Добавить в цитаты Настройки чтения

Страница 13 из 108



Стрельцы переглянулись. Один из них них, посмеиваясь, пояснил:

— Не твоего ума дело. Сказано — вези, так вези, скажут скидывай в овраг, так скинешь.

А другой стрелец добавил:

— Говоришь бабенка на осу похожа, гляди как бы эта  оса тебя до смерти не ужалила.

Егорка заскучал и показал, что ему вовсе не интересно кого везет.

— Польские гости мне без нужды. Знать бы, когда меня отпустят?

Тут же получил разъяснение:

— Ты на царевой службе, а когда ей конец, об том царь знает!

Каков ныне царь знал и без стрельцов, потому положил про себя — бежать.

Троицкий монастырь миновали в обход, словно бы прятали польских гостей от лишних глаз.

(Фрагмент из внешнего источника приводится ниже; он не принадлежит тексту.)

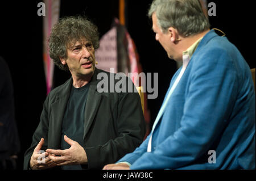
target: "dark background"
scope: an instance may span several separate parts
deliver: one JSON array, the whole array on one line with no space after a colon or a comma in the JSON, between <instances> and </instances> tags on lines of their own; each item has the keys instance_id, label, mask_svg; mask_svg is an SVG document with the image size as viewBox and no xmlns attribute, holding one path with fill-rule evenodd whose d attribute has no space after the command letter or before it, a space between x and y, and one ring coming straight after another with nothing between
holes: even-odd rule
<instances>
[{"instance_id":1,"label":"dark background","mask_svg":"<svg viewBox=\"0 0 256 181\"><path fill-rule=\"evenodd\" d=\"M0 56L7 61L13 81L15 117L21 142L20 169L23 167L24 153L30 146L39 122L46 96L42 56L43 18L37 15L37 5L41 1L0 3ZM250 68L255 68L253 1L210 2L215 2L217 7L217 16L209 17L212 28L223 31L240 50ZM176 68L175 62L168 58L155 40L151 23L146 16L151 2L151 0L128 1L127 28L136 44L143 71L159 73L158 98L148 100L152 123ZM93 20L101 36L110 28L113 18L118 18L118 1L61 1L60 18L79 14ZM69 77L68 73L55 69L55 86Z\"/></svg>"}]
</instances>

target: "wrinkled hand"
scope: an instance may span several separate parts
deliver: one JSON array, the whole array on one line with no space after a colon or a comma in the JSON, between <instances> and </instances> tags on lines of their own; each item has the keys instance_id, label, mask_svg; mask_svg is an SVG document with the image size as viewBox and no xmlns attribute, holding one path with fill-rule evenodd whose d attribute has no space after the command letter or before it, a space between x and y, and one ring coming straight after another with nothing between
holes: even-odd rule
<instances>
[{"instance_id":1,"label":"wrinkled hand","mask_svg":"<svg viewBox=\"0 0 256 181\"><path fill-rule=\"evenodd\" d=\"M130 166L125 163L108 164L103 167L103 170L130 170Z\"/></svg>"},{"instance_id":2,"label":"wrinkled hand","mask_svg":"<svg viewBox=\"0 0 256 181\"><path fill-rule=\"evenodd\" d=\"M65 135L64 138L71 148L65 150L47 149L46 151L49 153L49 158L57 166L87 163L87 155L84 148Z\"/></svg>"},{"instance_id":3,"label":"wrinkled hand","mask_svg":"<svg viewBox=\"0 0 256 181\"><path fill-rule=\"evenodd\" d=\"M39 152L44 143L44 140L42 138L34 150L33 154L30 158L30 165L32 170L46 169L56 166L55 163L48 157L49 155L48 153Z\"/></svg>"}]
</instances>

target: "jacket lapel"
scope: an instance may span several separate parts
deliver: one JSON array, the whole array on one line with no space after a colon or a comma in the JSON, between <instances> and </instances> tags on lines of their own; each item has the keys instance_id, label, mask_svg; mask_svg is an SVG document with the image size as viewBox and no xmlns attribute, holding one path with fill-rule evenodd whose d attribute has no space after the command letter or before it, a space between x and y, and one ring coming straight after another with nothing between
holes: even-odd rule
<instances>
[{"instance_id":1,"label":"jacket lapel","mask_svg":"<svg viewBox=\"0 0 256 181\"><path fill-rule=\"evenodd\" d=\"M69 98L72 83L71 78L63 85L63 88L56 93L56 99L51 105L48 132L48 147L51 149L60 148L62 121Z\"/></svg>"},{"instance_id":2,"label":"jacket lapel","mask_svg":"<svg viewBox=\"0 0 256 181\"><path fill-rule=\"evenodd\" d=\"M98 73L98 71L96 68L89 88L88 95L87 95L86 104L84 112L84 140L92 125L92 123L94 120L101 100L101 94L97 91L97 84L99 81L96 79Z\"/></svg>"}]
</instances>

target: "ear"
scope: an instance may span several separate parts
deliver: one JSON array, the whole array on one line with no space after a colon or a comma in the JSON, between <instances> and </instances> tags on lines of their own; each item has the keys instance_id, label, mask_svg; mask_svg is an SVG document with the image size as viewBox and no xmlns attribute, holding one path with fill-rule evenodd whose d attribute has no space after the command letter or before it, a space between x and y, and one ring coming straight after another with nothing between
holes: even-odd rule
<instances>
[{"instance_id":1,"label":"ear","mask_svg":"<svg viewBox=\"0 0 256 181\"><path fill-rule=\"evenodd\" d=\"M65 65L67 64L65 58L60 57L59 57L59 58L60 58L60 62L63 65Z\"/></svg>"},{"instance_id":2,"label":"ear","mask_svg":"<svg viewBox=\"0 0 256 181\"><path fill-rule=\"evenodd\" d=\"M175 43L176 41L180 40L179 33L176 29L173 27L170 27L168 28L168 33L170 35L171 41L172 43Z\"/></svg>"}]
</instances>

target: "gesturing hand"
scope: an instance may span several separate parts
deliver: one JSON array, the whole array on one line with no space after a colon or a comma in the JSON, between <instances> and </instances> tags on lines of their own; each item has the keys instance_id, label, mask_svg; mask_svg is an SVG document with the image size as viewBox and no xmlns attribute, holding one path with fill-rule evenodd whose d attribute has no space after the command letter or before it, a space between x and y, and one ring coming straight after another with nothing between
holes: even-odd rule
<instances>
[{"instance_id":1,"label":"gesturing hand","mask_svg":"<svg viewBox=\"0 0 256 181\"><path fill-rule=\"evenodd\" d=\"M30 165L32 170L46 169L56 166L49 158L48 153L39 152L44 143L44 140L42 138L34 150L33 154L30 158Z\"/></svg>"},{"instance_id":2,"label":"gesturing hand","mask_svg":"<svg viewBox=\"0 0 256 181\"><path fill-rule=\"evenodd\" d=\"M46 151L49 154L49 158L57 166L87 163L87 155L84 148L65 135L64 138L71 146L71 148L66 150L47 149Z\"/></svg>"},{"instance_id":3,"label":"gesturing hand","mask_svg":"<svg viewBox=\"0 0 256 181\"><path fill-rule=\"evenodd\" d=\"M130 170L130 166L125 163L108 164L102 170Z\"/></svg>"}]
</instances>

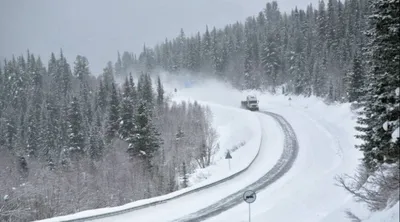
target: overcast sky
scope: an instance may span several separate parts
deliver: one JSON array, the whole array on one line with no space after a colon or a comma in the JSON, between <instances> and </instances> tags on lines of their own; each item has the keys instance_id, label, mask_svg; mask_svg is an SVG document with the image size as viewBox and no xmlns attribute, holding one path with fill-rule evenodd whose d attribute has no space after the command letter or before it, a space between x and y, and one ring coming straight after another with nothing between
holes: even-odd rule
<instances>
[{"instance_id":1,"label":"overcast sky","mask_svg":"<svg viewBox=\"0 0 400 222\"><path fill-rule=\"evenodd\" d=\"M63 49L72 63L77 54L89 59L94 74L117 51L138 54L205 26L223 27L261 11L267 0L0 0L0 59L29 48L47 64ZM281 11L305 8L318 0L278 0Z\"/></svg>"}]
</instances>

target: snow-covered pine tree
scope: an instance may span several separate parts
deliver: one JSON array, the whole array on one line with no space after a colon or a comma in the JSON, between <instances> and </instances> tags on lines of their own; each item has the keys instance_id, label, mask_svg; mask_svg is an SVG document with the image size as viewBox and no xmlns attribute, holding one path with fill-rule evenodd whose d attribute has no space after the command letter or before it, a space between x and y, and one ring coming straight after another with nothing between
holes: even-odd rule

Вошли в провальные леса. Сосны не в обхват. Дорога сузилась, рядом с телегой конному нет пути.Отец и дочь о чем-то заспорили на своем языке.Дочь, вдруг, обратилась к Егорке:

— Известно ли тебе, возчик, кого ты везешь?

Егорка, хотя и был предупрежден стрельцами, любопытства своего не потерял к тем, кого вез. Осторожно ответил:

— Сказано едем до Ярославля, а кого везу, не сказывали.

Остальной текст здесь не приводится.